Written by Ritika Chopra | New Delhi |
Updated: April 11, 2021 7:53:48 am
EC frowned on this but uses martyr icon in its Bengal adA former EC official acknowledged that such an advertisement for the Commission is probably a first.

The Election Commission Saturday invoked the armed forces in its print advertisement urging West Bengal’s electors to come out and vote, even as it advises political leaders and candidates to desist from making any reference to Defence personnel in their poll campaign.

The ad that appeared on the day of the fourth phase of polling displays the silhouette of the ‘Amar Jawan Jyoti’ and a sketch of cartoonist RK Laxman’s ‘Common Man’ as paying homage to the fallen soldier. The ad asks the reader: “They sacrifice for their country. Can’t you even vote for the country?”

It then goes on to state, “Vote is not only your right, but also your duty. Cast your vote fearlessly.”

The Amar Jawan Jyoti was constructed after the 1971 war to commemorate the martyred and unknown soldiers of the Indian armed forces who died during the war.

In the past, the EC has advised political parties to “desist from displaying photographs of Defence personnel or photographs of functions involving Defence personnel in advertisements, or otherwise as part of their election propaganda/campaign”.

This advisory was first issued in December 2013. In 2019, the Commission reiterated it on the eve of the announcement of the Lok Sabha elections, March 9, and again on March 19 in the context of several candidates and campaigners using the Pulwama terror attack and Balakot airstrikes in their campaign.

This instruction stems from the logic that the armed forces are “apolitical” and “neutral stakeholders” in a modern democracy and hence should not be dragged into an election.

A former EC official acknowledged that such an advertisement for the Commission is probably a first. “The poll watchdog is expected to play by the same rules.
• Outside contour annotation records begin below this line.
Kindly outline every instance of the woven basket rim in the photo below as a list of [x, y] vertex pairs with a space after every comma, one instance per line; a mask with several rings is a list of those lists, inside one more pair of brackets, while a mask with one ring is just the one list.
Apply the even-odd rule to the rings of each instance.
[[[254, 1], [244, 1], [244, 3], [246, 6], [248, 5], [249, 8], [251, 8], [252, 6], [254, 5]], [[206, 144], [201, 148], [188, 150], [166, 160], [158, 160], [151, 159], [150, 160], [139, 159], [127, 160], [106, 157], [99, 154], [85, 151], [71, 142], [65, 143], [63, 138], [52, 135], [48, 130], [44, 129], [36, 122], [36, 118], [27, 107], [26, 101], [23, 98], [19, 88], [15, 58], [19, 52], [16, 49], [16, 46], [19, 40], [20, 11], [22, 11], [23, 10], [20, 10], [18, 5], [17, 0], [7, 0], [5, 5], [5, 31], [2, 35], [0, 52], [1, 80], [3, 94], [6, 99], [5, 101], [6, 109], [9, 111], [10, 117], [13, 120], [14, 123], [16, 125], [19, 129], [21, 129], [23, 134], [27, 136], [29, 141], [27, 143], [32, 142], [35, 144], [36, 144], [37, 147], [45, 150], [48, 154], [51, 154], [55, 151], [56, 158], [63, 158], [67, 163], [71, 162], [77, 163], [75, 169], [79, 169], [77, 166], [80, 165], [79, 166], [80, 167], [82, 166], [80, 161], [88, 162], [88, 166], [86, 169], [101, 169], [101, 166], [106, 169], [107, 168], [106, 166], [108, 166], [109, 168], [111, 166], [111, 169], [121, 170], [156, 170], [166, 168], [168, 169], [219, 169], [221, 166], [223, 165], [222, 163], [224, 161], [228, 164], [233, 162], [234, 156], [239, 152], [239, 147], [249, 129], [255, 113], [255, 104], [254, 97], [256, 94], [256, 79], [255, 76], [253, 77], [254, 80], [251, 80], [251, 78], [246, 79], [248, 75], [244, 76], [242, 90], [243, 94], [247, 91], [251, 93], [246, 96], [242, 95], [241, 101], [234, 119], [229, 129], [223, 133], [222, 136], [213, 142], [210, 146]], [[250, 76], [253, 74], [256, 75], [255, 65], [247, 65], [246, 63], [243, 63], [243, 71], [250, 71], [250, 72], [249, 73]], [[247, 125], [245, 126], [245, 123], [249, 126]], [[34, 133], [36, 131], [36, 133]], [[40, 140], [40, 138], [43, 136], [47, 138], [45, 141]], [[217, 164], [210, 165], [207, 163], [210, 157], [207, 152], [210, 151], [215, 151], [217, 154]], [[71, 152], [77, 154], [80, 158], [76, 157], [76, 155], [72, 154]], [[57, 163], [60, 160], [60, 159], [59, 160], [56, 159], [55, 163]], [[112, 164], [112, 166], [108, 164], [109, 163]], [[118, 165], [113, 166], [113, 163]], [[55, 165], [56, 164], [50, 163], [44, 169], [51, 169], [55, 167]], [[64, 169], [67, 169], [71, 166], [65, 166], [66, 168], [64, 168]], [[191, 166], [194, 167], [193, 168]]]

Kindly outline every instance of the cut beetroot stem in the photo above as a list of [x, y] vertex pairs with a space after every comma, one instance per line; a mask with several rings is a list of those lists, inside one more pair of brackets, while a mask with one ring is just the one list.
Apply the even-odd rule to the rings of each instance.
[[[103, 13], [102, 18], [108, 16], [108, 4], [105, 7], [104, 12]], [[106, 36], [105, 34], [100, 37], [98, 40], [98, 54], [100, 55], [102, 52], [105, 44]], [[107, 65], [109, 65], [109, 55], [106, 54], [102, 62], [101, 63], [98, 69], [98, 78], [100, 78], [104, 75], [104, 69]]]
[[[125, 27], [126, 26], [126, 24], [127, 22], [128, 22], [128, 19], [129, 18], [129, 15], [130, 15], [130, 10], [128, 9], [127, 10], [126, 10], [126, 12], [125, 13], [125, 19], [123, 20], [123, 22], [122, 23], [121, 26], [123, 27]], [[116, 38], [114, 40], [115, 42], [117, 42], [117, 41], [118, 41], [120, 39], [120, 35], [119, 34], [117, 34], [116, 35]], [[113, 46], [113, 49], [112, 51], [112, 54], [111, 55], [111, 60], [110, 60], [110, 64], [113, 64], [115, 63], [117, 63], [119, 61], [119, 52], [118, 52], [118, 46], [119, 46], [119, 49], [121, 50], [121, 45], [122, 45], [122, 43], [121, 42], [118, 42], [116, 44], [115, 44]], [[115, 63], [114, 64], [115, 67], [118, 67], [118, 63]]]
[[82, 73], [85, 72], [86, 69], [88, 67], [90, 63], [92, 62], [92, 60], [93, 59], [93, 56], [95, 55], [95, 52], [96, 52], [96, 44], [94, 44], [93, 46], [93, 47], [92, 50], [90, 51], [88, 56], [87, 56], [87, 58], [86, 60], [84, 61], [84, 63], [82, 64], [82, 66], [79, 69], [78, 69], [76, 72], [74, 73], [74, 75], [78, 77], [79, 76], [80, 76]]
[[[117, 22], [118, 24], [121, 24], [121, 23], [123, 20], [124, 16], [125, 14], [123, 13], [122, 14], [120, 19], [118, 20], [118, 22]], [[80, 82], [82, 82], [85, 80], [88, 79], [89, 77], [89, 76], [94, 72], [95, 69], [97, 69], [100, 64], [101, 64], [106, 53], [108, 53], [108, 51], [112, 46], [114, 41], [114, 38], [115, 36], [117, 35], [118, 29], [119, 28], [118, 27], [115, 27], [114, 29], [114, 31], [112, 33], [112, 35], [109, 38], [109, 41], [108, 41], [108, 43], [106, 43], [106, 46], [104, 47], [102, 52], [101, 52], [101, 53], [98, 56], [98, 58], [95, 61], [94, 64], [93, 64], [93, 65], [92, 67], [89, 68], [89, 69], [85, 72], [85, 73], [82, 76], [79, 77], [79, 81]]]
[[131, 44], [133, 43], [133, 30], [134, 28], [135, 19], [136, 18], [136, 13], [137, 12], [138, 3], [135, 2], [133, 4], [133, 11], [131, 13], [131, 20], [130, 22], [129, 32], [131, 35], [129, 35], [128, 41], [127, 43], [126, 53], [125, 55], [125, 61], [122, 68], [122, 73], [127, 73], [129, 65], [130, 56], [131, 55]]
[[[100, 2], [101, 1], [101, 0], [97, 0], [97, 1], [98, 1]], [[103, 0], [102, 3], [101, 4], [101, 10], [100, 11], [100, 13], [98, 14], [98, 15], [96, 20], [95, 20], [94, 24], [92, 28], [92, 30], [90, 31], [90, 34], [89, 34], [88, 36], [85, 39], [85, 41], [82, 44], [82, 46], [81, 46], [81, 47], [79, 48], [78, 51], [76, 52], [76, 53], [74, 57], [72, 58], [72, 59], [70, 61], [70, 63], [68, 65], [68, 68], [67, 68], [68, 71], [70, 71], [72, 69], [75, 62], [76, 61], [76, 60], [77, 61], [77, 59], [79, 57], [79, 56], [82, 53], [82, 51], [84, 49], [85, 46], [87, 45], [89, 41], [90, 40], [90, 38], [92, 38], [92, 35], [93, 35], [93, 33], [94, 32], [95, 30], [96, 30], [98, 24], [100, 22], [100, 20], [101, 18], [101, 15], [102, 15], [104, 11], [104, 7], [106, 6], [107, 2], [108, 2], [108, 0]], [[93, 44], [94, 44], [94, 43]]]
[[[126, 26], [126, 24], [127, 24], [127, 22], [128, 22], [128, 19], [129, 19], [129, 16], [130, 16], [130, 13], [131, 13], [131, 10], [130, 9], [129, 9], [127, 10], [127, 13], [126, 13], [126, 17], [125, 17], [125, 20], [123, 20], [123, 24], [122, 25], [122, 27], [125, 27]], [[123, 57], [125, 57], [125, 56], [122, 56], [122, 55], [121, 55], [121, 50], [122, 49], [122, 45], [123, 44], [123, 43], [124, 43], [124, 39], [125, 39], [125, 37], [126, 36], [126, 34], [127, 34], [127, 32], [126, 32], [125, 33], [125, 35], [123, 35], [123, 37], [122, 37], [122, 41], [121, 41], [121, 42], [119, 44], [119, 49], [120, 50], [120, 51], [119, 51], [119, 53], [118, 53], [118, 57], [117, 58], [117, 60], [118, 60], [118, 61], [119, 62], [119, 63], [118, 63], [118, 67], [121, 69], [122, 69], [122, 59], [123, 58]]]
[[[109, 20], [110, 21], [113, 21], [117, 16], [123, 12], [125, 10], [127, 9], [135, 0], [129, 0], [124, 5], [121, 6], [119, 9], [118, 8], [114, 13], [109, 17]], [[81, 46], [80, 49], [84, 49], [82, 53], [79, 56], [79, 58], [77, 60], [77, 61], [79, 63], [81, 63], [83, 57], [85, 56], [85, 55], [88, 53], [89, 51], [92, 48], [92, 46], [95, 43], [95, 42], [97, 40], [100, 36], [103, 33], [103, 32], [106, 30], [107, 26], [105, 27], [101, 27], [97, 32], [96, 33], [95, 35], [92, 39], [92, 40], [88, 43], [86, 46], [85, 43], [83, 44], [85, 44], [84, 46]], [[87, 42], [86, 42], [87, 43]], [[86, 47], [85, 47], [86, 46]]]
You can’t stop political parties from using the defence forces and then go ahead and do it yourself,” he said.

However, a senior officer currently with the commission defended the ad: “Our intention is completely different. First, the silhouette used here is not just meant for the armed forces, it is supposed to signify the police forces, too. Moreover, we are not politicising the armed forces for electoral gains. Our purpose is to exhort voters to come out and vote.”